I find the topic of race, and people's perceptions of racism, very interesting. If you could actually quote, verbatim, something Omooex has written, and explain why you think it demonstrates his racism, that might be interesting.
Your repetitive, fact-free rants are sort of interesting, but only from a psychological perspective.
Thanks for your substantive response, which raises interesting points.
As to Omooex's joke about white men's genitalia, it was obviously a joke. But you know that -- your real gripe is that, while Omooex made a joke playing on a negative stereotype about white men, white people are, under some circumstances, made to feel less free to tell jokes that play on negative stereotypes about non-whites. That is true, and perhaps there is a measure of unfairness in that. However, among all the injustices that plague the world, from East Oakland to Gaza and back, I must say that social conventions inhibiting the ability of white people to tell racial jokes are, well, pretty low on the list.
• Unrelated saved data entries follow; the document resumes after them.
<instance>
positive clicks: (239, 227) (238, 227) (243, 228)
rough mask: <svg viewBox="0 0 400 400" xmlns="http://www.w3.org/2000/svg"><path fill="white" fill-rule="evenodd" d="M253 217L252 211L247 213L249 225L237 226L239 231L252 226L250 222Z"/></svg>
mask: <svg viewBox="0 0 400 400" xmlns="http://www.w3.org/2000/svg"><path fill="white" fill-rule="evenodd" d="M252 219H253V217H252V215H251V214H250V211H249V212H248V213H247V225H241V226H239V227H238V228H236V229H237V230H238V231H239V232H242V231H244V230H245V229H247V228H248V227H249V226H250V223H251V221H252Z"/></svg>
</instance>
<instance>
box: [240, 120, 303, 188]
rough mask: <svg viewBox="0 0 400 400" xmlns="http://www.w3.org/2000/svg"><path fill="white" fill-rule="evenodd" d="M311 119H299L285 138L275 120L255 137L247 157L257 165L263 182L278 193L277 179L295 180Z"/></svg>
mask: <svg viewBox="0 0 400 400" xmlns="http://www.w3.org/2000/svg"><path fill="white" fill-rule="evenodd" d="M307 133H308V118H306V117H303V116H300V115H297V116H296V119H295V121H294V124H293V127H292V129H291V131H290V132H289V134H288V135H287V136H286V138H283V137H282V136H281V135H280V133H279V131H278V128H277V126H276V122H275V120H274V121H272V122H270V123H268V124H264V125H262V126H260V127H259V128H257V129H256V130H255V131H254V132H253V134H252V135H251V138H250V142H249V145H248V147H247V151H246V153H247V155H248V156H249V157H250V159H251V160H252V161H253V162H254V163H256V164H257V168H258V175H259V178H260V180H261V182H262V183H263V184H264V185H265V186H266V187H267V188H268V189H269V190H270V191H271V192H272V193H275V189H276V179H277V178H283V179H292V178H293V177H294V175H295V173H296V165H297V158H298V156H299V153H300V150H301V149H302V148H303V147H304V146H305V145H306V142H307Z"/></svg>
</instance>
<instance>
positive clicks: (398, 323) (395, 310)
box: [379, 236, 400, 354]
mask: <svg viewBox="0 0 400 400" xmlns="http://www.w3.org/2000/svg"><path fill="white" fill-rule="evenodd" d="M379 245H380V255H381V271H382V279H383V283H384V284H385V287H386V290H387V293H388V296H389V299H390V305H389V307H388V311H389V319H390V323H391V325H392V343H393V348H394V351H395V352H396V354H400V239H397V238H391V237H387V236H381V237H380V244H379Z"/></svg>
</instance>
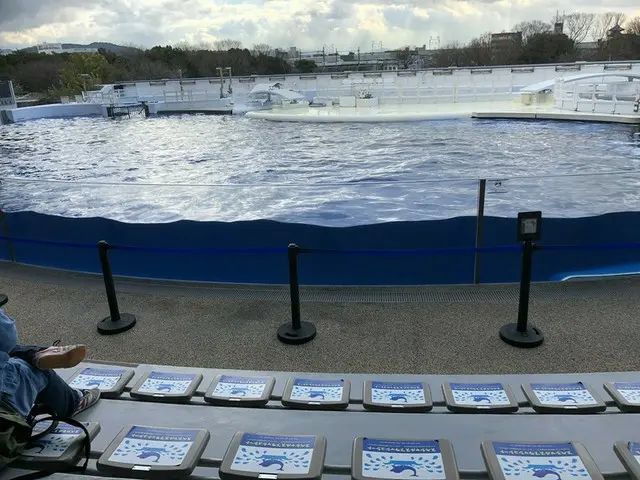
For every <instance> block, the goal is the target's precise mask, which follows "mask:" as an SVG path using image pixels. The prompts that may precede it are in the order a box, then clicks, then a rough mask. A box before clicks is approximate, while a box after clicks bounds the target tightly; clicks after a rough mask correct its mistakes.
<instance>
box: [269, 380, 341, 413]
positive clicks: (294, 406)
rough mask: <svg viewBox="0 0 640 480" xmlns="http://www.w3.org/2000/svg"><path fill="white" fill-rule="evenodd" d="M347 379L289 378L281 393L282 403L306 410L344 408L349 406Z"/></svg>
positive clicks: (288, 405)
mask: <svg viewBox="0 0 640 480" xmlns="http://www.w3.org/2000/svg"><path fill="white" fill-rule="evenodd" d="M350 392H351V382H349V380H343V379H340V380H332V379H315V378H290V379H289V381H288V382H287V386H286V387H285V389H284V393H283V394H282V404H283V405H284V406H286V407H290V408H299V409H308V410H344V409H346V408H347V407H348V406H349V396H350Z"/></svg>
Although I don't really think it's unjust -- we oppress them for centuries; they get to tell a few more jokes than we do. That is a bargain that I, as a white person, can live with.
As a Jew, of course, I get to enjoy the other side of the equation; I can say whatever I want and anyone who has a problem is an anti-Semite. :-)
It is a historical fact that Thomas Jefferson repeatedly sexually penetrated at least one of his slaves. Although she may (or may not) have given outward manifestations of consent, a sexual relationship in which one partner literally owns the other is inherently coercive, and calling it "rape" hardly seems unfair. So that's awfully weak evidence of Omooex's alleged racism.
Nor does it strike me as racist to place importance on Obama's race as a factor in wanting him to win the election. Given America's history of discrimination against African Americans and other minorities, a lot of people, including a great many white people, think it is truly grand to have a black president. I have a white Republican friend who told me last fall that, although he was voting for McCain, he wouldn't mind seeing Obama win because it would be such an extraordinary milestone in American history. Is that guy a racist, too? Sorry, but thinking it would be bitchin' to have a black prez does not a racist make.
Omooex: "I feel like I'm talking to a seventeen year old white kid from the suburbs." OK, that was pretty condescending, and a bit of an insulting generalization about white suburban teenagers. I wouldn't call it racist, but it was obnoxious. You can have that one.
Omooex: "My personal opinion is that libertarianism--while perhaps a philosophically sound proposition--owes much of its political support to people who grew up in white flight suburbs and have no idea that there are invisible sociological and political forces at work which form the basis of their comfortable daily life. In short; lazy thinkers with stingy fingers."
No part of the above statement is racist. "White flight suburbs" are a historically documented phenomenon wherein white people "fled" urban centers so they could continue to live among whites instead of among blacks. It's not outrageous to suggest that some people who call themselves libertarians have an incomplete and unrealistic understanding of the world due to having grown up in such a place, and that the illusions fostered thereby comprise the underpinnings of their libertarianism.
So here's the deal, as I see it. Omooex is not a racist. He is a person who says things about race that you don't like. You are free to dislike the things he says, and you are free to challenge his statements. (You have shown yourself to be capable of coherent debate when you are in the mood.) But if you just screech racistracistracistracist all the time, you will contine to look like a tiny, shriveled-up white penis.